The details of the bankruptcy case:
“The 74-year-old debtor applied for a Lowe’s credit card on March 15, 2008. She said she had an annual income of $48,000. In fact, her only income was $667 in monthly Social Security payments. Her credit application was approved with a credit line of $12,500. Between May 13 and May 16, the debtor used the card to purchase approximately $5,000 worth of gift cards. There was a balance of $6,039 on the account when she filed for Chapter 7 relief on Aug. 29, 2008. Prior to filing for bankruptcy, the debtor made three payments on the account totaling $160.”
The bankruptcy court ruled that the debtor’s intention of repaying the cards was not based on any real ability to repay and that since the creditor had relied on the debtor’s false income statement the debt should not be discharged in bankruptcy.
The court said:
“The facts, as presented, support the plaintiff’s contention that any intent that the debtor had to repay the debt was not well-grounded, based as it was on her minimal income and on the supposed promise of her former husband whom she described as being in financial straits. She knew when the gift cards were purchased that the debt was beyond her ability to repay.”

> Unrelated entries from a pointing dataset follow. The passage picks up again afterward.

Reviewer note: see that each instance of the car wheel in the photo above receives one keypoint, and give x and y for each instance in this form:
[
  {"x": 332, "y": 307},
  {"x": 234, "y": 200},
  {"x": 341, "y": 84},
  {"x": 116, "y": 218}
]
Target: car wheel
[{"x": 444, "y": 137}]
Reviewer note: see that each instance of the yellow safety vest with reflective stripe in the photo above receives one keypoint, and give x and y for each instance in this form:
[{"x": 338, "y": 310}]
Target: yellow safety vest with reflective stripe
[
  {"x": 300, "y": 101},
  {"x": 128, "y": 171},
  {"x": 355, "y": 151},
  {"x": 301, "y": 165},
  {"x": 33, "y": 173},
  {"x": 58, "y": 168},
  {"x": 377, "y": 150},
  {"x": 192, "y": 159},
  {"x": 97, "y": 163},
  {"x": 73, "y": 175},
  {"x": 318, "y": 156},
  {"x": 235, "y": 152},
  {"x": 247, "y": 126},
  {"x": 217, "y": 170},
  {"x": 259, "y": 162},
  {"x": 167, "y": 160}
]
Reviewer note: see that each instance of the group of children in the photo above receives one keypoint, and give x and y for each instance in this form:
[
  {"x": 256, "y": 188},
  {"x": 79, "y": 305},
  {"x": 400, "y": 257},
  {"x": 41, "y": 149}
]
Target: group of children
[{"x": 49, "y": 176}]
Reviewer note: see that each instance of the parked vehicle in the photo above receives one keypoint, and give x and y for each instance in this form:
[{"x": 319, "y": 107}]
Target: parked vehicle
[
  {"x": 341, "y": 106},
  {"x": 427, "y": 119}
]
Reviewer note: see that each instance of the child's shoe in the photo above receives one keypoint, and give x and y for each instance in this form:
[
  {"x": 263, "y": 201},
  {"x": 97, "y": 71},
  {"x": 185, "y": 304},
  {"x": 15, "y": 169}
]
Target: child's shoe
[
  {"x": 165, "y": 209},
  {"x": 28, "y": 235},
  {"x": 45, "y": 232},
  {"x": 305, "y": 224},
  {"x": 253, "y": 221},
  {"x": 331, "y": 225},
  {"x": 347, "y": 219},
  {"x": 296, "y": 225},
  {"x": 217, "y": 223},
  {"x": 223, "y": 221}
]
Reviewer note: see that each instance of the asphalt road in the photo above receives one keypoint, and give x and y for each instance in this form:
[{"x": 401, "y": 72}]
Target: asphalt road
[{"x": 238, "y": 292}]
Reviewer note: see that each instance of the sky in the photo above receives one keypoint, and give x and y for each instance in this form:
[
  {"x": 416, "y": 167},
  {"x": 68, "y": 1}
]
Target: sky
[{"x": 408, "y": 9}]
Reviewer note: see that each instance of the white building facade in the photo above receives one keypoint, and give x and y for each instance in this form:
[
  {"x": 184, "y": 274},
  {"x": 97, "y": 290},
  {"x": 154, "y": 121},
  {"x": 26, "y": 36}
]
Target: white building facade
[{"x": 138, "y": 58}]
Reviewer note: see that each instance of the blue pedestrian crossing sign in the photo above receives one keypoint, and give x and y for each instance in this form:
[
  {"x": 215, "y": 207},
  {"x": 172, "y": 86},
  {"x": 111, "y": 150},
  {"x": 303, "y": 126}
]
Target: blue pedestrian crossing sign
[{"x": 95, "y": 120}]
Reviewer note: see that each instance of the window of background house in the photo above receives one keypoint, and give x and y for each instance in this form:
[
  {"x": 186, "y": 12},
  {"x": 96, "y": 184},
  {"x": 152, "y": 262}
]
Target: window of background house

The credit card company also provided proof via the credit card application that the debtor had lied about her income. She clearly stated on the credit card application that she had $48,000 in income. This is an important bankruptcy case for all debtors because it demonstrates that the courts are willing to hold debtors accountable for providing false information on their credit card applications. Remember “liar loans”? Well, we all know that many debtors add imaginary income to their credit card applications. If you lie about your income on credit card applications you’re taking a huge risk. If it comes to light that you lied you might be denied a bankruptcy discharge.